Agricultural produces indirect and direct effects on the land and water supplies. These outcomes are influenced by both macro and microscale factors. Temperature, landscape topography, and parent material are all macroscale variables that have a big impact on areas. These characteristics categorize habitats based on input similarity (Odum, 1983) and influence the kind of agricultural methods that are possible. The research foundation also lacks understanding of how different ecosystems function and how various environmental factors interact to govern the functioning of the outside world (Maltby, 1991). Microscale factors, such as watershed management and land use, or industrial land use, will have an impact on the region's soil quality and water supply. The main impact of farming on soil quality is deterioration, salinization, compaction, loss of organic matter, and non-point source voting because to the specific characteristics of the terrain and agricultural characteristics of the Mediterranean. As a result, soil erosion affects water consistency by leaching toxins and excessive nutrients into surface and ground water, as well as saltwater intrusion into reservoirs.

Excessive use of fertilizers

Excessive fertilizer use (including the quantity and time of application) generally exceeds the soil's capacity to maintain and convert nutrients, as well as coordinate nutrient delivery with crop requirements. In some circumstances, nitrogen or phosphorus saturation of the soil has contributed to nitrate losses in shallow groundwater and phosphate saturation of the soil, which can even migrate into groundwater (Breeuwsma and Silva, 1992). Contact between large fertilizer inputs and big irrigation systems promotes nitrate leaching and non-point source surface and ground water discharge (EEA, 1995). While not common, acidification of Mediterranean soils is induced by land use, namely the loss of base cations from the soil through harvesting, the uncontrolled use of nitrogen fertilizers, and soil runoff. Acidification reduces soil fertility and reduces soil buffering capability at the farm scale. The principal effect of acidification is the mobilization of aluminum from clay minerals that may have accumulated in the soil (Logan, 1990).
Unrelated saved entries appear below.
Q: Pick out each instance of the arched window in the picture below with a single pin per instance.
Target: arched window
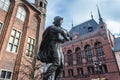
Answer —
(89, 53)
(78, 55)
(70, 57)
(21, 13)
(4, 4)
(99, 50)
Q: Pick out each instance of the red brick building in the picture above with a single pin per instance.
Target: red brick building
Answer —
(21, 28)
(90, 56)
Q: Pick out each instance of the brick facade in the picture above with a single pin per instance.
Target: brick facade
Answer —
(102, 35)
(32, 26)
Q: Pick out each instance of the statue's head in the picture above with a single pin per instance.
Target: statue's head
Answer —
(58, 21)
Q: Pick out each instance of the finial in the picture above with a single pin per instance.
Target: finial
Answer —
(91, 15)
(100, 18)
(72, 24)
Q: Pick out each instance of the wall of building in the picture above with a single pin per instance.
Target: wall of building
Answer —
(91, 39)
(32, 27)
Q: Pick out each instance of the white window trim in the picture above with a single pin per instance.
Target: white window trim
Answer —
(7, 71)
(22, 14)
(26, 46)
(7, 5)
(1, 27)
(19, 41)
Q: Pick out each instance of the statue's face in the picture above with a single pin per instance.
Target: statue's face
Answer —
(61, 21)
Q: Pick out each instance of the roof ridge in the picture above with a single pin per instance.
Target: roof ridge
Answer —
(83, 23)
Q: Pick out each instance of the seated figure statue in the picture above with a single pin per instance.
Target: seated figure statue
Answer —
(51, 51)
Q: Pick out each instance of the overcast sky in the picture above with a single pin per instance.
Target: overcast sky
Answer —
(79, 11)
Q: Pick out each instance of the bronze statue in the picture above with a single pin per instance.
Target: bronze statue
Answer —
(51, 50)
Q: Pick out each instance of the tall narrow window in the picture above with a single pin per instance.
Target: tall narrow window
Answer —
(63, 74)
(99, 50)
(30, 47)
(89, 53)
(70, 57)
(103, 68)
(5, 75)
(1, 25)
(14, 41)
(4, 4)
(78, 55)
(21, 13)
(80, 71)
(70, 72)
(90, 69)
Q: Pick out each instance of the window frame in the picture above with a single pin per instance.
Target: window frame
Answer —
(6, 73)
(20, 15)
(70, 73)
(89, 53)
(99, 50)
(1, 23)
(70, 58)
(30, 45)
(15, 38)
(78, 55)
(4, 5)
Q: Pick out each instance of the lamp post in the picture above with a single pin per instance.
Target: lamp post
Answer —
(97, 65)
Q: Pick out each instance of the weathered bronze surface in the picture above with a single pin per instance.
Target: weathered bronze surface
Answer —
(51, 50)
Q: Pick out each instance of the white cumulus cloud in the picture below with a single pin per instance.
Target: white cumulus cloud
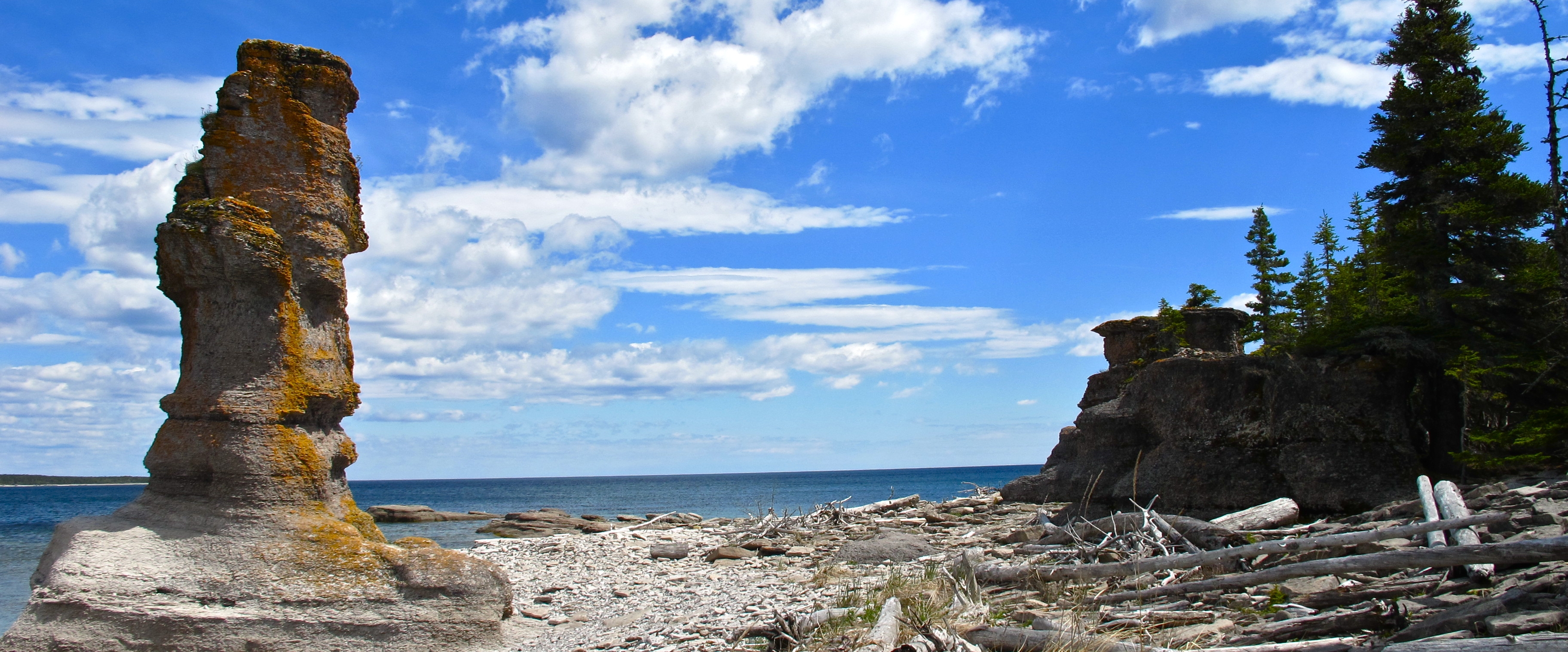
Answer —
(126, 118)
(617, 94)
(1170, 19)
(629, 372)
(1313, 79)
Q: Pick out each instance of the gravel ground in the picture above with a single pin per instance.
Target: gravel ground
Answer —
(601, 591)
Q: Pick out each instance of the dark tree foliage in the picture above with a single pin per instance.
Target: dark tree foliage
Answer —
(1308, 297)
(1452, 219)
(1200, 295)
(1272, 308)
(1449, 250)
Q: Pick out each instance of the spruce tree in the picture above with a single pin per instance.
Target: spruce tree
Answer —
(1308, 297)
(1329, 242)
(1200, 295)
(1452, 217)
(1271, 309)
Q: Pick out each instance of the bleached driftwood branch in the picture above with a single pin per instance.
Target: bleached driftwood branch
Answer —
(1452, 507)
(1519, 552)
(1271, 515)
(885, 505)
(999, 573)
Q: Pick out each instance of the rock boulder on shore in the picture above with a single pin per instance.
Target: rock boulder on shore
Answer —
(1211, 430)
(247, 536)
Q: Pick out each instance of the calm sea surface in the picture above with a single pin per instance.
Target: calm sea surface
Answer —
(31, 513)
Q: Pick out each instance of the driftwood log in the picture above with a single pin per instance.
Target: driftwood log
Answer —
(1271, 515)
(1468, 615)
(1429, 512)
(883, 505)
(668, 551)
(1523, 643)
(1519, 552)
(1376, 618)
(1451, 504)
(1017, 640)
(1324, 645)
(885, 634)
(1381, 590)
(1200, 532)
(1017, 573)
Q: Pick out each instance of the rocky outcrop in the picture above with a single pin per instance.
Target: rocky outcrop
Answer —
(247, 535)
(542, 522)
(1211, 430)
(421, 515)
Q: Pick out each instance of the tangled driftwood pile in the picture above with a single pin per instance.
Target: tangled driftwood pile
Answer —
(1461, 568)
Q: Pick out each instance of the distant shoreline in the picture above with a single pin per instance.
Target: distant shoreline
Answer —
(31, 480)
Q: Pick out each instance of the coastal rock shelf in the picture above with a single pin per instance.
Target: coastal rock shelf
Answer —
(1211, 430)
(421, 515)
(247, 536)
Nitrate contamination of ground water

The nitrate ion is the most major inorganic pollution in groundwater, and it is often found in aquifers around rural and residential populations. While uncontaminated ground water typically has a nitrate nitrogen level of less than 2 ppm, nitrate in ground water is primarily caused by four sources: • the use of nitrogen fertilizers in crops, both inorganic and animal manure. • atmospheric deposition. • Septic tanks for human waste; • Land agriculture. In the United States, for example, about 12 million tons of nitrogen are used as fertilizers for agriculture each year, with manure production contributing nearly 7 million tons or more. In most cases, depleted nitrogen sources have been oxidized to nitrate in the soil, where it dissolves in water and is diluted. Because removing nitrate from well water is very expensive, water polluted with high nitrate levels is not usually used for human consumption, causing no harm in public health (Barid and Cann, 2005).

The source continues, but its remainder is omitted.